Jakarta. koranpelita.com
Harga rumah yang terus naik membuat generasi milenial menunda untuk memiliki rumah. Kawula muda kini lebih memilih untuk membeli barang konsumtif atau jalan-jalan.
Salah seorang pegawai generasi milenial Kementerian BUMN, Erwin menyatakan, salah satu hal yang menjadi kesulitan generasi milenial dalam rumah adalah tingginya uang muka KPR.
Terkadang generasi milenial lebih memilih membeli barang-barang konsumtif seperti handphone dan laptop untuk mendukung gaya hidup.
Demikian pendapat seorang nara sumber dari Kementerian BUMN, Erwin dalam sebuah diskuasi di Jakarta, kemarin.
Diharapkan program yang sedang disiapkan Kementerian PUPR dapat membantu generasi milenial untuk bisa mendapatkan rumah layak huni berkualitas dan sesuai dengan kebutuhannya.
Dalam sebuah sutvei saat ini, diperkirakan terdapat 81 juta jiwa generasi milenial yang belum memiliki rumah.
Kondisi ini, menurutnya menjadi pasar potensial perumahan. Sementara, Kementerian PUPR bersama asosiasi pengembang, akademisi dan stakeholder lainnya tengah menyiapkan skema program perumahan bagi generasi milenial.
“Pemerintah sedang mengupayakan penyediaan perumahan bagi seluruh masyarakat Indonesia termasuk generasi milenial melalui Program Satu Juta Rumah (PSR),” kata Dirjen Penyediaan Perumahan Khalawi Abdul Hamid .
Berdasarkan hasil riset timnya, generasi milenial mengutamakan rumah layak huni berkualitas berupa apartemen atau hunian sewa di pusat kota.
Hunian itu terintegrasi dengan simpul transportasi umum dan memiliki kemudahan dalam akses internet.
Maka, program rumah bagi generasi milenial ini diarahkan ke rumah vertikal atau rumah sederhana bersubsidi.
Terdapat tiga klaster milenial yang dikaji. Klaster pertama adalah milenial pemula yang berusia 25-29 tahun, baru bekerja atau masih mencari pekerjaan, dan belum menikah. Klaster kedua adalah milenial berkembang yang berusia 30-35 tahun dan sudah berkeluarga. Klaster ketiga adalah milenial berusia di atas 35 tahun yang sudah memiliki pekerjaan tetap dan kemajuan finansial.
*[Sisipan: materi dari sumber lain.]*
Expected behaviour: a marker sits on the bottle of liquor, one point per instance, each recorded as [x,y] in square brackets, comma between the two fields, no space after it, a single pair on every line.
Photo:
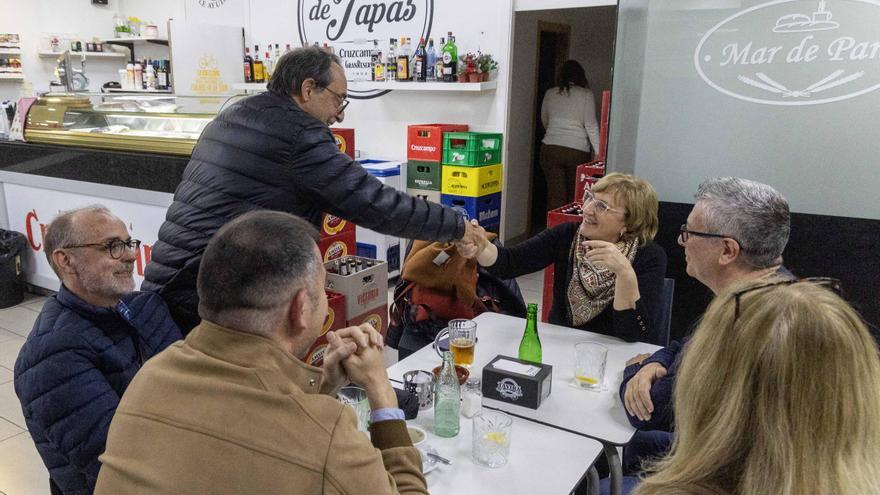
[447,400]
[259,68]
[450,59]
[403,61]
[530,345]
[438,65]
[420,66]
[431,61]
[391,62]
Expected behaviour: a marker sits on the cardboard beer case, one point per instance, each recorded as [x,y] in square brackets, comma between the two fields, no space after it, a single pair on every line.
[510,383]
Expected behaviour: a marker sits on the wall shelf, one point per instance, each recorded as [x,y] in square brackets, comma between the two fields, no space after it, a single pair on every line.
[47,54]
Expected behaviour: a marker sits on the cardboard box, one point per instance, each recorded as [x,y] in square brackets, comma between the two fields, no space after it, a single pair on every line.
[333,225]
[334,321]
[337,246]
[377,317]
[364,290]
[427,195]
[423,175]
[486,209]
[471,181]
[425,141]
[344,139]
[508,390]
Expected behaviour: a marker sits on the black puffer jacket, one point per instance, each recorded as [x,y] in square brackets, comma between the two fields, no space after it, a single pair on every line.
[265,152]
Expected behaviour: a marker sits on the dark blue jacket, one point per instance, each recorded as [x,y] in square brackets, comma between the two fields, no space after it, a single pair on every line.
[265,152]
[72,371]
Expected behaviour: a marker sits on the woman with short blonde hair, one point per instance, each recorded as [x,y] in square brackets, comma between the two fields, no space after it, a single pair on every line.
[778,393]
[609,273]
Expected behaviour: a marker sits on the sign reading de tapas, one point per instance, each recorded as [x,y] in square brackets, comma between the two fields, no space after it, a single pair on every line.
[351,26]
[794,52]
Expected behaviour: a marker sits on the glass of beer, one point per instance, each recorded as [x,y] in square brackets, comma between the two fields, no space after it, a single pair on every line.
[462,341]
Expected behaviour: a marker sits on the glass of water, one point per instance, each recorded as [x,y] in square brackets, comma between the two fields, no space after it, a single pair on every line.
[491,438]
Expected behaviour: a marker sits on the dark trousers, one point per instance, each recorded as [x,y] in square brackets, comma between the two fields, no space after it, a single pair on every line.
[560,169]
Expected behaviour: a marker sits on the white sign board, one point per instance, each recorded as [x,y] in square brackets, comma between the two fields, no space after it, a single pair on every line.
[207,58]
[30,209]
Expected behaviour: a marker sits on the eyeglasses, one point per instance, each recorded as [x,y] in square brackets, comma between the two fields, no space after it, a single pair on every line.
[343,98]
[600,206]
[684,233]
[832,284]
[116,247]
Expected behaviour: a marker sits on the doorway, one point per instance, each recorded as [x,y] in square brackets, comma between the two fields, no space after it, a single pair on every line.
[554,41]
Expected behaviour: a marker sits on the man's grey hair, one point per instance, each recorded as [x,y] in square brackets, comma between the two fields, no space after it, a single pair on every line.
[754,214]
[253,266]
[62,231]
[294,67]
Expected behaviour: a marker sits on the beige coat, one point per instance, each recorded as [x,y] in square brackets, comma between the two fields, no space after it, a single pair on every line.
[230,412]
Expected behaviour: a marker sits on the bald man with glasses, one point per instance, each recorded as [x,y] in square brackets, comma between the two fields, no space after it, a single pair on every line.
[86,345]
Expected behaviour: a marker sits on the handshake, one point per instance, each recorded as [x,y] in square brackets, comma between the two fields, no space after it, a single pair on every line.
[474,242]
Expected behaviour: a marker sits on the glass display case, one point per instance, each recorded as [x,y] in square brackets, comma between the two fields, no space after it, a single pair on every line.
[141,123]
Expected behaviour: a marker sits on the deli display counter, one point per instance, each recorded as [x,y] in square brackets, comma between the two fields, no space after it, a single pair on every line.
[165,124]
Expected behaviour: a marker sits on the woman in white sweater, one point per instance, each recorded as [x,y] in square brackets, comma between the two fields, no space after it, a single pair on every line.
[569,116]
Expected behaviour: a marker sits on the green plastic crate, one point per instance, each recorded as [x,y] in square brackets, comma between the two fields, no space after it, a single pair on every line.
[472,149]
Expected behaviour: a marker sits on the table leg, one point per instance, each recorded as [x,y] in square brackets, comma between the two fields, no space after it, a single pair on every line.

“Klaster pertama akan disiapkan rumah sewa vertikal yang dekat dengan simpul transportasi. Klaster kedua berupa hunian tipe 36 dengan 2 kamar tidur. Sementara klaster ketiga silakan beli sendiri menyesuaikan dengan selera dan gajinya,” ujar Khalawi.
Untuk menyiapkan rumah layak huni bagi generasi milenial Kementerian PUPR mengajak pemerintah daerah, BUMN, dan pihak swasta untuk ikut ambil peran. Salah satunya adalah lewat skema kerjasama pemerintah dengan badan usaha (KPBU).
“Kita punya tanah negara yang bisa dipakai ataupun bisa pakai lahan milik pemerintah daerah. Untuk pembiayaan investasi melalui KPBU kita lakukan pendekatan pembangunan dengan konsep mixed-use di kawasan yang dekat dengan simpul transportasi seperti stasiun dan terminal.
Bangunan TOD itu juga ada yang bersubsidi namun jumlahnya terbatas. Bagi mereka yang ingin tinggal di TOD maupun rumah bersubsidi dapat memanfaatkan KPR bersubsidi.
Skemanya FLPP (Fasilitas Likuiditas Pembiayaan Perumahan) (oto).